Une de ces filles a posé une question à Ariel Johnson Lin, la vice présidente de JPMorgan Chase & Co. Si elle est dans un meeting d’affaires et qu’elle a une bonne idée, mais que le meeting est composé, disons, de huit hommes, et qu’elle est la seule femme, est-ce qu’elle réfléchirait deux fois avant de donner son idée ? Est-ce qu’elle changerait ses mots, ou son langage corporel, ou l’intonation de sa voix, basée sur le déséquilibre de genre dans son travail ?
Encore une fois, j’étais juste époustouflé. Je veux dire, on parle d’une fille qui a 14 ans ici, une enfant, qui a cette connaissance et cette sophistication pour élever à ce niveau une simple session de questions/réponses.

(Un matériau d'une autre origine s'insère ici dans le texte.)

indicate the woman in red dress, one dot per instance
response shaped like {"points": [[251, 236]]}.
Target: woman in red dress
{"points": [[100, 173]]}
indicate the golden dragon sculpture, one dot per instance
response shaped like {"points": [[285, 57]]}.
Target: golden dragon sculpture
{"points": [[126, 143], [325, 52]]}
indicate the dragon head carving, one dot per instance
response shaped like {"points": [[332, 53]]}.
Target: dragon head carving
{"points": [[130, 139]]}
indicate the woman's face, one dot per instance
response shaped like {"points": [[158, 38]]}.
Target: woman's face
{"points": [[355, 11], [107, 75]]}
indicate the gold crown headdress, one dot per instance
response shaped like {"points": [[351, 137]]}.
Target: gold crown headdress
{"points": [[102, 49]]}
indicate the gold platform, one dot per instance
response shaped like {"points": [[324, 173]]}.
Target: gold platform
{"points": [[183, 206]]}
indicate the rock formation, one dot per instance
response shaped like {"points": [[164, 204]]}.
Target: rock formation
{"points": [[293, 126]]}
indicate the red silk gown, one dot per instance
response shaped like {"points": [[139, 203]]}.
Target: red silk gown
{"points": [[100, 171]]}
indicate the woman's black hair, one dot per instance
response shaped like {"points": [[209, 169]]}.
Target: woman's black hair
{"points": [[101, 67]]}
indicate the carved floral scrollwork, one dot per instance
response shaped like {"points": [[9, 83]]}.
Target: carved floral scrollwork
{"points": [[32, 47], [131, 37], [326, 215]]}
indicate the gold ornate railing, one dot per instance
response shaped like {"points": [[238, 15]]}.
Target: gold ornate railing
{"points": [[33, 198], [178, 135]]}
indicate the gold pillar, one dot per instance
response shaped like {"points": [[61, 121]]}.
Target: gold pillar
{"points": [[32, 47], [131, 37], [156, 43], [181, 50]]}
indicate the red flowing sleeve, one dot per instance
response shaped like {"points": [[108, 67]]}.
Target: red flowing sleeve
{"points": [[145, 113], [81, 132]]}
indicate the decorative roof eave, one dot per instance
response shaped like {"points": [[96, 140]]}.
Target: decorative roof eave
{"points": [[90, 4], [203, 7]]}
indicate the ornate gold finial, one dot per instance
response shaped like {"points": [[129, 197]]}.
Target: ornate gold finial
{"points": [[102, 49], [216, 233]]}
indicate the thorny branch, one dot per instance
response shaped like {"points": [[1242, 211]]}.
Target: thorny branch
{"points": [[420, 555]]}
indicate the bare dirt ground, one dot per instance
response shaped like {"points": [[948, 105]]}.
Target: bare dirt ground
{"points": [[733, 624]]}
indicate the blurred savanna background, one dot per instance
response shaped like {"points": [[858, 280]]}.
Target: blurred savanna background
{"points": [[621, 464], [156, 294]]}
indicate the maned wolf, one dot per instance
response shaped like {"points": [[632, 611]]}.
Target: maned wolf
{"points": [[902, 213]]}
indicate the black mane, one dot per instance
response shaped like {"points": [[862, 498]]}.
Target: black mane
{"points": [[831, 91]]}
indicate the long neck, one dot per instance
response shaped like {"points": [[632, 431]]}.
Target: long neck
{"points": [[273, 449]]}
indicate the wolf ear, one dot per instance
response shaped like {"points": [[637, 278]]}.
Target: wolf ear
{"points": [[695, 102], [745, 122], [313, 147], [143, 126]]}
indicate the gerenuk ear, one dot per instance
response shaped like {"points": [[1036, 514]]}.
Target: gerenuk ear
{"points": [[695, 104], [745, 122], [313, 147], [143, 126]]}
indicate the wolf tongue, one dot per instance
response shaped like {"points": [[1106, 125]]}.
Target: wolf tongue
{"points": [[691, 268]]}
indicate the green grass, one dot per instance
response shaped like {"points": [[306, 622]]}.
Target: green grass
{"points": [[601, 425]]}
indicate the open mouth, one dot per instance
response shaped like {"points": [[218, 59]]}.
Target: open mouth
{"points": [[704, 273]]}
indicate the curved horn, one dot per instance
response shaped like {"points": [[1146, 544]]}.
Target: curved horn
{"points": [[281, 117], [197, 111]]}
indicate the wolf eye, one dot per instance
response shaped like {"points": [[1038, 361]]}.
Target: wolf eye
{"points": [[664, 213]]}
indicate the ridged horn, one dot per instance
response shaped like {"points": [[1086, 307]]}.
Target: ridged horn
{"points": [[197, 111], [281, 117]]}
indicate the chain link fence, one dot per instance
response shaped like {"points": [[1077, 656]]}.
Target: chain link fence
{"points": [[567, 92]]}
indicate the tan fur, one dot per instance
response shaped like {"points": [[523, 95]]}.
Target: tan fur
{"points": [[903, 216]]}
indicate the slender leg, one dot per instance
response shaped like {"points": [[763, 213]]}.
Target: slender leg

Et des questions comme celle-ci, c’est des questions que des femmes continuent de ce demander à propos de leur travail, même en 2018. L’inégalité est une chose à laquelle on a fini par s’attendre.
Ariel a répondu à la question d’une superbe manière.
Il y a eu une version longue, mais je vais vous en donner la courte : « Sois toi-même. Sois aimable et essaie d’être forte, mais reste toujours toi même. » Tu pouvais voir toutes ces filles dans le camp hocher la tête à l’unisson, et pour être honnête, c’était un moment très fort pour moi. J’étais satisfait de ce sentiment, de savoir que nous avons mis ces filles dans une position où elles pouvaient être connectées avec certains modèles, partager leurs expériences, leurs idées, et aussi jouer au basket, être elles-mêmes, et se sentir au centre des choses.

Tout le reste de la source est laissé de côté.